TABLE 1: COMPOSITIONS OF POLYMERS USED IN PLACEBO TABLETS
S. no. | Polymer used | Polymer weight (mg) | Effervescent Mixture (mg) |
S1a | Carbopol 934P | 150 | 0 |
S1b | Carbopol 934P | 150 | 100 |
S2a | HPMC K4M | 150 | 0 |
S2b | HPMC K4M | 150 | 100 |
S3a | Sodium CMC | 150 | 0 |
S3b | Sodium CMC | 150 | 100 |
S4a | Carbopol + Sod. CMC | 75+75 | 0 |
S4b | Carbopol + Sod. CMC | 75+75 | 100 |
S5a | Sod.CMC + HPMC K4M | 75+75 | 0 |
S5b | Sod.CMC + HPMC K4M | 75+75 | 100 |
Preparation of Muco-adhesive Vaginal Tablets: The various types of bio-adhesive vaginal herbal tablets were prepared using the dry compression technique of tablet preparation. During this study, 15 types of muco-adhesive herbal vaginal formulations and 5 types of muco-adhesive effervescent vaginal formulations were prepared for testing. All these formulations were prepared by mixing the same amount of the active research drug extract powder (500 mg) with different amounts of excipients, binders and developers.
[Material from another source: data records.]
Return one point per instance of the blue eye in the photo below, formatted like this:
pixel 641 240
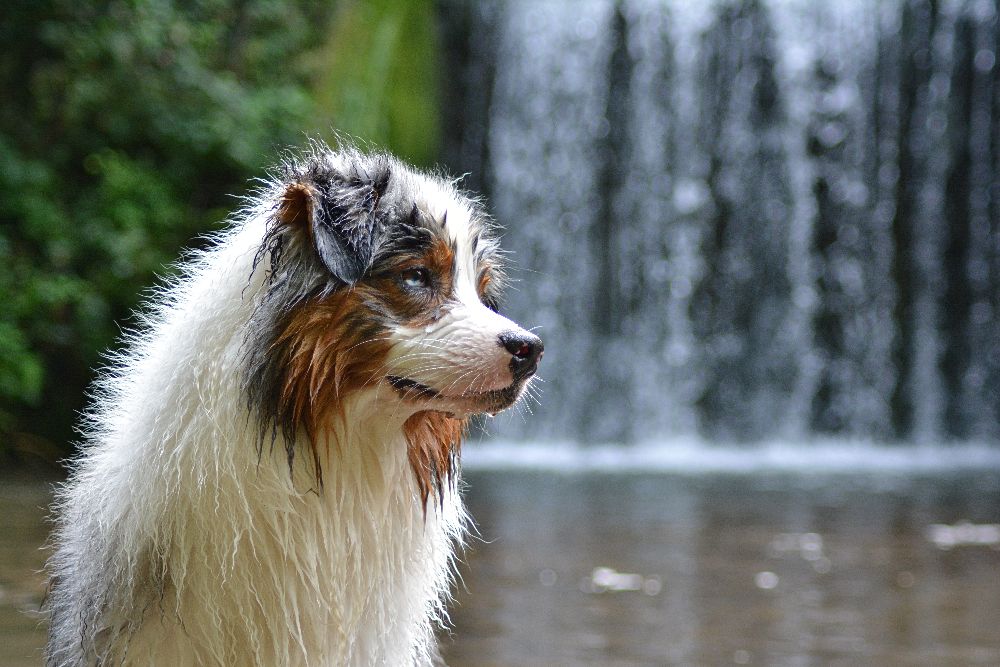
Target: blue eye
pixel 417 277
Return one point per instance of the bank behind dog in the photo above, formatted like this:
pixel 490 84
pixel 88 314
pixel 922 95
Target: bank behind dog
pixel 269 473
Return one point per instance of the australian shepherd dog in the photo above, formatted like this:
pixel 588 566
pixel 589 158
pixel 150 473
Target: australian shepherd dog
pixel 270 469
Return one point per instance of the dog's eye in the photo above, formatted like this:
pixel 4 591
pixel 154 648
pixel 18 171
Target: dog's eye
pixel 416 277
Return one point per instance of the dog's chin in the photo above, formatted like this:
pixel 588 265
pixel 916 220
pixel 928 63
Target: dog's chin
pixel 462 405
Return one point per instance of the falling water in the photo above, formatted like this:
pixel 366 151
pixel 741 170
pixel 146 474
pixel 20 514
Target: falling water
pixel 742 219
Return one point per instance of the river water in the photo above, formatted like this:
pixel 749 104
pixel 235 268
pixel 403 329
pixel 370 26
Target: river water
pixel 894 566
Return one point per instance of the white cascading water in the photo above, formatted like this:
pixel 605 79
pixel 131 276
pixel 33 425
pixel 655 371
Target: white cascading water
pixel 745 221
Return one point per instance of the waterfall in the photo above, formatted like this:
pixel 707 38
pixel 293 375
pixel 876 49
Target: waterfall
pixel 743 219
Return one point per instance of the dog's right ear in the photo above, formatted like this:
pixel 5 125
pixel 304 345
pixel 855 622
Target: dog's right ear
pixel 341 222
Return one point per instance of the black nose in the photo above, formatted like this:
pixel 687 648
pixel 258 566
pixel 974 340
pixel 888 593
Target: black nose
pixel 526 351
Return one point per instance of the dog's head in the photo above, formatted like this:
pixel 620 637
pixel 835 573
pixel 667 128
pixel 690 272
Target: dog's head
pixel 383 279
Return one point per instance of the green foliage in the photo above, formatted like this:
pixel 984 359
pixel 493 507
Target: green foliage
pixel 379 78
pixel 125 125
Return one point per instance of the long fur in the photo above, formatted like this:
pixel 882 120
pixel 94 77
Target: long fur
pixel 252 489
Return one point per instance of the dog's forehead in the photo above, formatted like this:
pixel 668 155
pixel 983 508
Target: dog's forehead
pixel 452 219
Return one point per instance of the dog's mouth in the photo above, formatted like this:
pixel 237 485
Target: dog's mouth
pixel 491 401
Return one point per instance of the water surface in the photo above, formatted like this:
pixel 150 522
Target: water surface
pixel 764 569
pixel 772 568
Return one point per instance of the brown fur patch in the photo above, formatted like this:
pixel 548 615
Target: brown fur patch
pixel 329 353
pixel 433 443
pixel 295 207
pixel 418 308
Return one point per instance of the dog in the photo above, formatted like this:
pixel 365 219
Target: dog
pixel 270 469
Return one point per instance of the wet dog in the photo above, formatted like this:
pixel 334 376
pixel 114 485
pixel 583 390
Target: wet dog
pixel 270 470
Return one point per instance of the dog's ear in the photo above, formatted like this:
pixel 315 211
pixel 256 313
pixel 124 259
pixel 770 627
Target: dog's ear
pixel 340 216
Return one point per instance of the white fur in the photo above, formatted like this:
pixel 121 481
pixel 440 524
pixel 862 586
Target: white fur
pixel 257 566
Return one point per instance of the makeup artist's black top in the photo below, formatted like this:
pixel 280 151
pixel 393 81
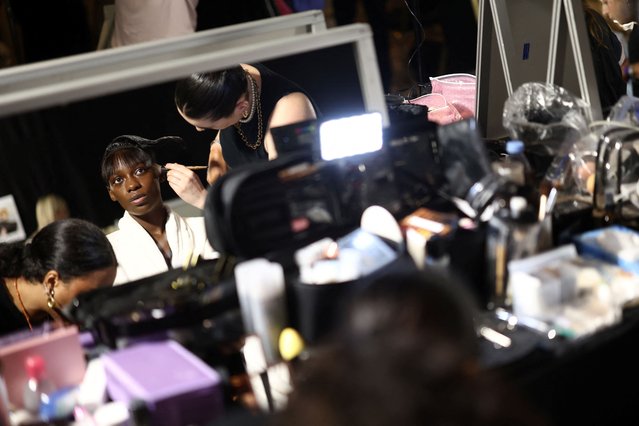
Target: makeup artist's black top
pixel 11 319
pixel 274 87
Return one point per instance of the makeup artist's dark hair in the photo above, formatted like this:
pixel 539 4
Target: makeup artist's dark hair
pixel 127 150
pixel 211 95
pixel 72 247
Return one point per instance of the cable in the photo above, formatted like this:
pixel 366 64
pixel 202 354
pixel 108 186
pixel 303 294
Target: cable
pixel 419 34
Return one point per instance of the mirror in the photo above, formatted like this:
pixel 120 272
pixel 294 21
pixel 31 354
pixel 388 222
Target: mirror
pixel 54 125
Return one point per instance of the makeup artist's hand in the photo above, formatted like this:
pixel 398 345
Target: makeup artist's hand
pixel 217 165
pixel 186 184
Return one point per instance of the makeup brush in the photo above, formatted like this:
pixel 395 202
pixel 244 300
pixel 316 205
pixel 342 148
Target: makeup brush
pixel 163 169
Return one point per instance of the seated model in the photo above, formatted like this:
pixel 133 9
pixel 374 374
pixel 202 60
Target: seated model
pixel 151 238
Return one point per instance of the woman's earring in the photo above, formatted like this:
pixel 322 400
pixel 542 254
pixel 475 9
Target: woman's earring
pixel 51 303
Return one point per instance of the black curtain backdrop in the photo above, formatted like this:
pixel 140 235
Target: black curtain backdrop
pixel 59 149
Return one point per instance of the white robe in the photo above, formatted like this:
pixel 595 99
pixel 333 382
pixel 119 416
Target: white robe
pixel 139 256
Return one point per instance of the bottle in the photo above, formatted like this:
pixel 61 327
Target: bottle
pixel 512 233
pixel 37 386
pixel 515 167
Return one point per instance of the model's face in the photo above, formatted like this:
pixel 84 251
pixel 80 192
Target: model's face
pixel 136 188
pixel 67 290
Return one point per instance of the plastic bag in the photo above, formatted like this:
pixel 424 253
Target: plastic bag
pixel 625 111
pixel 545 116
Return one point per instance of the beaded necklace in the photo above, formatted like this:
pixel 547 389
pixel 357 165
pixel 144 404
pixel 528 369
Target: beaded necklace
pixel 255 106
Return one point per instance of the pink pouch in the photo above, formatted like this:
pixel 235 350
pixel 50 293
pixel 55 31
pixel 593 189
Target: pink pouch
pixel 439 110
pixel 459 90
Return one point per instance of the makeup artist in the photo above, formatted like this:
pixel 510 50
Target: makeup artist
pixel 63 259
pixel 243 102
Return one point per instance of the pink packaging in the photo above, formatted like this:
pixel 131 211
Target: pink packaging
pixel 177 387
pixel 439 110
pixel 60 348
pixel 460 90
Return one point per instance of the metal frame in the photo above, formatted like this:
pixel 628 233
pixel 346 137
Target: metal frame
pixel 94 74
pixel 78 77
pixel 495 32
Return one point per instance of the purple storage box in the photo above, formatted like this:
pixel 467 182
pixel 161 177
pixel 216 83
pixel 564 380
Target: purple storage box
pixel 177 387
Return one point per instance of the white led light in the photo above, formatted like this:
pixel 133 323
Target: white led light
pixel 344 137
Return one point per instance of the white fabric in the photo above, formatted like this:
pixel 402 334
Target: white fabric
pixel 139 256
pixel 137 21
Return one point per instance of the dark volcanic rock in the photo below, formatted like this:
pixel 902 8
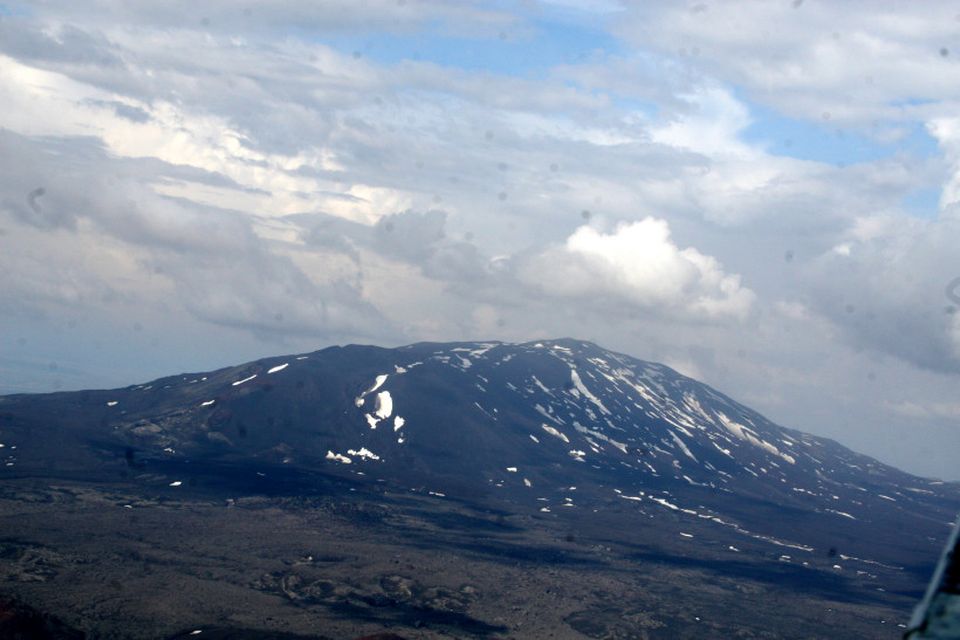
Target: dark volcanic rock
pixel 544 428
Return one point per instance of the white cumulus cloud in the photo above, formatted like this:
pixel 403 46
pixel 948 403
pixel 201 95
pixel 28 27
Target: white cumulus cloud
pixel 639 263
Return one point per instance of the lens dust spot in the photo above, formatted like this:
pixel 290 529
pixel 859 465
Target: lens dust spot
pixel 33 198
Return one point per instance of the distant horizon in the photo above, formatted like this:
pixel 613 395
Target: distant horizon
pixel 191 186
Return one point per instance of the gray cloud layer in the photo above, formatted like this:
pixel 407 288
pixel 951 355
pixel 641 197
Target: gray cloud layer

The polymers Carbopol and Hydroxy-Propyl-Methyl Cellulose were used as excipients, while talc and magnesium stearate were added as glidant and lubricant respectively. Micro-Crystalline Cellulose and Lactose monohydrate were used as diluents 15. The binder hydroxyl-propyl-methyl-cellulose was used to form a sustained-release matrix with the polymer carbopol, which swells to form hydrogel-like matrices through which drug molecules could be released at a controlled rate 16. Then all ingredients were passed through a 44# mesh sieve and finally, the mixture was compressed into tablet-form using single punch tablet compression machine. The ingredients in each type of mucoadhesive tablet are shown in Table 2.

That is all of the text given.